[Bug middle-end/29756] SSE intrinsics hard to use without redundant temporaries appearing

2016-05-20 Thread jakub at gcc dot gnu.org
https://gcc.gnu.org/bugzilla/show_bug.cgi?id=29756

--- Comment #15 from Jakub Jelinek  ---
Author: jakub
Date: Fri May 20 11:55:58 2016
New Revision: 236505

URL: https://gcc.gnu.org/viewcvs?rev=236505=gcc=rev
Log:
PR tree-optimization/29756
gcc.dg/tree-ssa/vector-6.c: Add -Wno-psabi -w to dg-options.
Add -msse2 for x86 and -maltivec for powerpc.  Use scan-tree-dump-times
only on selected targets where V4SImode vectors are known to be
supported.

Modified:
trunk/gcc/testsuite/ChangeLog
trunk/gcc/testsuite/gcc.dg/tree-ssa/vector-6.c

[Bug middle-end/29756] SSE intrinsics hard to use without redundant temporaries appearing

2016-05-20 Thread rguenth at gcc dot gnu.org
https://gcc.gnu.org/bugzilla/show_bug.cgi?id=29756

--- Comment #14 from Richard Biener  ---
Author: rguenth
Date: Fri May 20 09:17:16 2016
New Revision: 236501

URL: https://gcc.gnu.org/viewcvs?rev=236501=gcc=rev
Log:
2016-05-20  Richard Guenther  

PR tree-optimization/29756
* tree.def (BIT_INSERT_EXPR): New tcc_expression tree code.
* expr.c (expand_expr_real_2): Handle BIT_INSERT_EXPR.
* fold-const.c (operand_equal_p): Likewise.
(fold_ternary_loc): Add constant folding of BIT_INSERT_EXPR.
* gimplify.c (gimplify_expr): Handle BIT_INSERT_EXPR.
* tree-inline.c (estimate_operator_cost): Likewise.
* tree-pretty-print.c (dump_generic_node): Likewise.
* tree-ssa-operands.c (get_expr_operands): Likewise.
* cfgexpand.c (expand_debug_expr): Likewise.
* gimple-pretty-print.c (dump_ternary_rhs): Likewise.
* gimple.c (get_gimple_rhs_num_ops): Handle BIT_INSERT_EXPR.
* tree-cfg.c (verify_gimple_assign_ternary): Verify BIT_INSERT_EXPR.

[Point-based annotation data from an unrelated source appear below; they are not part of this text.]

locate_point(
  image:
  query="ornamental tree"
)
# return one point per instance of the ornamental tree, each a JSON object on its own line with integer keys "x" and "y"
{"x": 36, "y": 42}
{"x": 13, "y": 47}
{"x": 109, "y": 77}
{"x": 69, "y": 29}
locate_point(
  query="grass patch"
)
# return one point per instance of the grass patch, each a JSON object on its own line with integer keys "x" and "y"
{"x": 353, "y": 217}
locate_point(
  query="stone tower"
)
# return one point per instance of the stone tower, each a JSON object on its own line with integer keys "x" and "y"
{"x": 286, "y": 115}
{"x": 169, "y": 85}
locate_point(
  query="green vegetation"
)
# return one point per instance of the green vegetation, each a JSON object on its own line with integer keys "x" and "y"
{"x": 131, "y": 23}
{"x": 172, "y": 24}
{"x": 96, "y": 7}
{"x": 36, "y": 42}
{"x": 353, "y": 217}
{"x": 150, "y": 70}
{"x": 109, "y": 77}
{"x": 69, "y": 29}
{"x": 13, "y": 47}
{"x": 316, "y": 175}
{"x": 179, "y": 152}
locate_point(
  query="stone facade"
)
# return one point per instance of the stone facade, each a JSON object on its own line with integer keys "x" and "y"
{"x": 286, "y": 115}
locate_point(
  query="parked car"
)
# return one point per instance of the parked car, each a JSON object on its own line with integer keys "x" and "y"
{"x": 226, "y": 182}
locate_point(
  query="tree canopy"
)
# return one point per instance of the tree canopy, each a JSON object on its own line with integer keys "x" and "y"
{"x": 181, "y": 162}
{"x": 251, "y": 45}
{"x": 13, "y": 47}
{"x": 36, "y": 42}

* tree-ssa.c (non_rewritable_lvalue_p): We can rewrite
vector inserts using BIT_FIELD_REF or MEM_REF on the lhs.
(execute_update_addresses_taken): Do it.

* gcc.dg/tree-ssa/vector-6.c: New testcase.

Added:
trunk/gcc/testsuite/gcc.dg/tree-ssa/vector-6.c
Modified:
trunk/gcc/ChangeLog
trunk/gcc/cfgexpand.c
trunk/gcc/expr.c
trunk/gcc/fold-const.c
trunk/gcc/gimple-pretty-print.c
trunk/gcc/gimple.c
trunk/gcc/gimplify.c
trunk/gcc/testsuite/ChangeLog
trunk/gcc/tree-cfg.c
trunk/gcc/tree-inline.c
trunk/gcc/tree-pretty-print.c
trunk/gcc/tree-ssa-operands.c
trunk/gcc/tree-ssa.c
trunk/gcc/tree.def

[Bug middle-end/29756] SSE intrinsics hard to use without redundant temporaries appearing

2016-05-19 Thread rguenther at suse dot de
https://gcc.gnu.org/bugzilla/show_bug.cgi?id=29756

--- Comment #13 from rguenther at suse dot de  ---
On Thu, 19 May 2016, jakub at gcc dot gnu.org wrote:

> https://gcc.gnu.org/bugzilla/show_bug.cgi?id=29756
> 
> --- Comment #12 from Jakub Jelinek  ---
> (In reply to Richard Biener from comment #11)
> 
> > Index: gcc/config/i386/i386.c
> > ===
> > --- gcc/config/i386/i386.c  (revision 236441)
> > +++ gcc/config/i386/i386.c  (working copy)
> ...
> > given the plethora of shuffling intrinsics this might be quite tedious
> > work...
> 
> The builtins aren't guaranteed to be usable directly, only the intrinsics are,
> so if we want to do the above, we should just kill those builtins instead and
> use __builtin_shuffle directly in the headers (plus of course each time verify
> that we get the corresponding or better insn sequence).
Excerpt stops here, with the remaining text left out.